Answer:
P2 has the highest performance expressed in instructions per second i.e. 2.5 * 10^9
Explanation:
Given:
Clock rate of P1 = 3 GHz
Clock rate of P2 = 2.5 GHz
Clock rate of P3 = 4.0 GHz
Cycles Per Instruction CPI of P1 = 1.5
Cycles Per Instruction CPI of P2 = 1.0
Cycles Per Instruction CPI of P3 = 2.2
To find:
Highest Performance expressed in instruction per second.
Solution:
Performance = clock rate / CPI
The performance of processor depends on instructions count and CPU time.
As we know that
CPU time = Instructions * Cycles Per Instruction / clock rate
Instructions per second = Instruction count / CPU time
As:
CPU time = I * CPI/ clock rate
I/CPU time = clock rate/CPI
So IPS = clock rate/ CPI
Hence
Performance = Clock rate / Cycles per Instruction = clock rate CPI
Performance for P1 = IPS = clock rate / CPI = 3 GHz / 1.5 = 2
As we know that 1 GHz = 10 ^ 9 Hz.

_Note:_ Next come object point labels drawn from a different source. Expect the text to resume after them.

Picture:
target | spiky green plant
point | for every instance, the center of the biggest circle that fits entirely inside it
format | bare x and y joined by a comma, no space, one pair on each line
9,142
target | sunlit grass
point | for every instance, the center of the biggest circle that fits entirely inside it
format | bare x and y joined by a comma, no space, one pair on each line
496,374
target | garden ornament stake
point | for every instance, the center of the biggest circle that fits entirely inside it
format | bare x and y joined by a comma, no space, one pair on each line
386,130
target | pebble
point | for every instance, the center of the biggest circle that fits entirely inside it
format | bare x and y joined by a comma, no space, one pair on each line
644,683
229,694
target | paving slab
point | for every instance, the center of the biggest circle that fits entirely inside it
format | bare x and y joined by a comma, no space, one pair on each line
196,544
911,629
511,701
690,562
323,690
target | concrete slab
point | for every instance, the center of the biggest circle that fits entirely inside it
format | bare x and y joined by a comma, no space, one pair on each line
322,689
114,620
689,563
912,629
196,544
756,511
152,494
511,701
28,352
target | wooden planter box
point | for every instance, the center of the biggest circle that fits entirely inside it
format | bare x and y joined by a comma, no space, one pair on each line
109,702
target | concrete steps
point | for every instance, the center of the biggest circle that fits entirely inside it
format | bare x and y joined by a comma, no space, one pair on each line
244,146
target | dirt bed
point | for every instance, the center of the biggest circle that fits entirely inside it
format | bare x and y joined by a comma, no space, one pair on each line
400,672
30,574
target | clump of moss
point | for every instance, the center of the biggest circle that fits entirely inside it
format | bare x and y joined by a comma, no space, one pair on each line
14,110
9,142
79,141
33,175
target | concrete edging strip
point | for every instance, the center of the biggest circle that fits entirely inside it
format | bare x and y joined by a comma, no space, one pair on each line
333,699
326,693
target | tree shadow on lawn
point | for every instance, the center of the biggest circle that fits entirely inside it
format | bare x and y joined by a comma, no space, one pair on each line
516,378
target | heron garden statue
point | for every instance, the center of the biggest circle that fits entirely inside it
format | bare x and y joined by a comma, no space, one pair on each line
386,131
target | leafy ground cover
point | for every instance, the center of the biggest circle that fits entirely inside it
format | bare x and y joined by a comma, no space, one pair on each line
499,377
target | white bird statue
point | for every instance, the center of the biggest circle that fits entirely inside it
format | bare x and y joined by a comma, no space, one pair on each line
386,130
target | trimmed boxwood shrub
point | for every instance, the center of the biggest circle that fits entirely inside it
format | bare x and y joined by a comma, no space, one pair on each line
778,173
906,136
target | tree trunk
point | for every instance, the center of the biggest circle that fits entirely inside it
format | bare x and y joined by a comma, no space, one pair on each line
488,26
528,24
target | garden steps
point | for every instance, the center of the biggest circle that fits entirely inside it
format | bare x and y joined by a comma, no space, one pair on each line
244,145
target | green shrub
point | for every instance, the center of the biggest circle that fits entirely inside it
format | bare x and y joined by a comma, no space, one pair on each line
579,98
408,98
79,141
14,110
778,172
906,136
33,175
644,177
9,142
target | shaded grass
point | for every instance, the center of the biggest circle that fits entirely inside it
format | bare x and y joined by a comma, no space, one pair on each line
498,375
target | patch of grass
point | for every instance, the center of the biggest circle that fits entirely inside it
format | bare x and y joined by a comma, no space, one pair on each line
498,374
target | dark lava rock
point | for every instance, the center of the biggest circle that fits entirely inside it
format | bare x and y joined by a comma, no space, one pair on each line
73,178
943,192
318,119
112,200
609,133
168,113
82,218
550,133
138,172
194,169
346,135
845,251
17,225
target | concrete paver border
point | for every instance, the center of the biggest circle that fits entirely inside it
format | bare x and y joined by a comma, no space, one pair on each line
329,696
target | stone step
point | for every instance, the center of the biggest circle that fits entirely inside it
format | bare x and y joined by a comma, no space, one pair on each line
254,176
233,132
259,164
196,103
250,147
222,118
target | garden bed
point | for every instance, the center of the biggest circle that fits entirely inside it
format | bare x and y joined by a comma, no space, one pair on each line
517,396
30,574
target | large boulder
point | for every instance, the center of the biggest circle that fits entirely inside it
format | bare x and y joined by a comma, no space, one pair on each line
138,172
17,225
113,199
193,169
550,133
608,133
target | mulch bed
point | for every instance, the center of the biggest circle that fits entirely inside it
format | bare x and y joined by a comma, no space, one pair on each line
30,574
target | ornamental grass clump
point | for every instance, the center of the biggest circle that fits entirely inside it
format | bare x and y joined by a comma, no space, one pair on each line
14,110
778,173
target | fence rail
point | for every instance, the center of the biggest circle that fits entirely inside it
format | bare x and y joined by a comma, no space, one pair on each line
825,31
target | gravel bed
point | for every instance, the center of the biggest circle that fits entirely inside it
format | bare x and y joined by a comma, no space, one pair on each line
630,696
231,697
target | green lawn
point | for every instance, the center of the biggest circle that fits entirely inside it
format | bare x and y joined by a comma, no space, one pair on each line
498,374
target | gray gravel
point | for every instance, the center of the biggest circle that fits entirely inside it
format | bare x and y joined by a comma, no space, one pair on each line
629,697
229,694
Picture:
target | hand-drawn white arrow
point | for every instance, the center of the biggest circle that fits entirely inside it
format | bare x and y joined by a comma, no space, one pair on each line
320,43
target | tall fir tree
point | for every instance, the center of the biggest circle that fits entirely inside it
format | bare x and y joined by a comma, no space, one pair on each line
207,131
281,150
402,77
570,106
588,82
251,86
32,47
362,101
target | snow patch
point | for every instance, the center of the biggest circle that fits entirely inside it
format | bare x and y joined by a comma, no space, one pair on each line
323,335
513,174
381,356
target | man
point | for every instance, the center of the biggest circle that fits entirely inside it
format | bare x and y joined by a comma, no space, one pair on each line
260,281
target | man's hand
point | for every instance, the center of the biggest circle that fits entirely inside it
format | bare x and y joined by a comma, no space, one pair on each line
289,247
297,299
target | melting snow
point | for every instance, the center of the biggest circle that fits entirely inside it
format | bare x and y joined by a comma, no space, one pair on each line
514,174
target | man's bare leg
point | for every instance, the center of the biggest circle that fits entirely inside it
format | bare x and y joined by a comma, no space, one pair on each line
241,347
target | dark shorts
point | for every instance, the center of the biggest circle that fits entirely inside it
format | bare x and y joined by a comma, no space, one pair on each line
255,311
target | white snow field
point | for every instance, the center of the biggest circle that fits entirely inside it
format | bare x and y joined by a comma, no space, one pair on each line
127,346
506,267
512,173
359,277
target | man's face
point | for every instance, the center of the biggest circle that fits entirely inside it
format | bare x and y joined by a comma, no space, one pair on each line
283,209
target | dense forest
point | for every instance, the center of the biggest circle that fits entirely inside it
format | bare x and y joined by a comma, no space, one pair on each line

So:
Performance of P1 expressed in instructions per second is 2 * 10^9
Performance for P2 = IPS = clock rate / CPI = 2.5 / 1.0 = 2.5
Performance of P2 expressed in instructions per second is 2.5 * 10^9
Performance for P3 = IPS = clock rate / CPI = 4 GHz / 2.2= 1.82
Performance of P3 expressed in instructions per second is 1.82 * 10^9
Hence P2 has the highest performance expressed in instructions per second.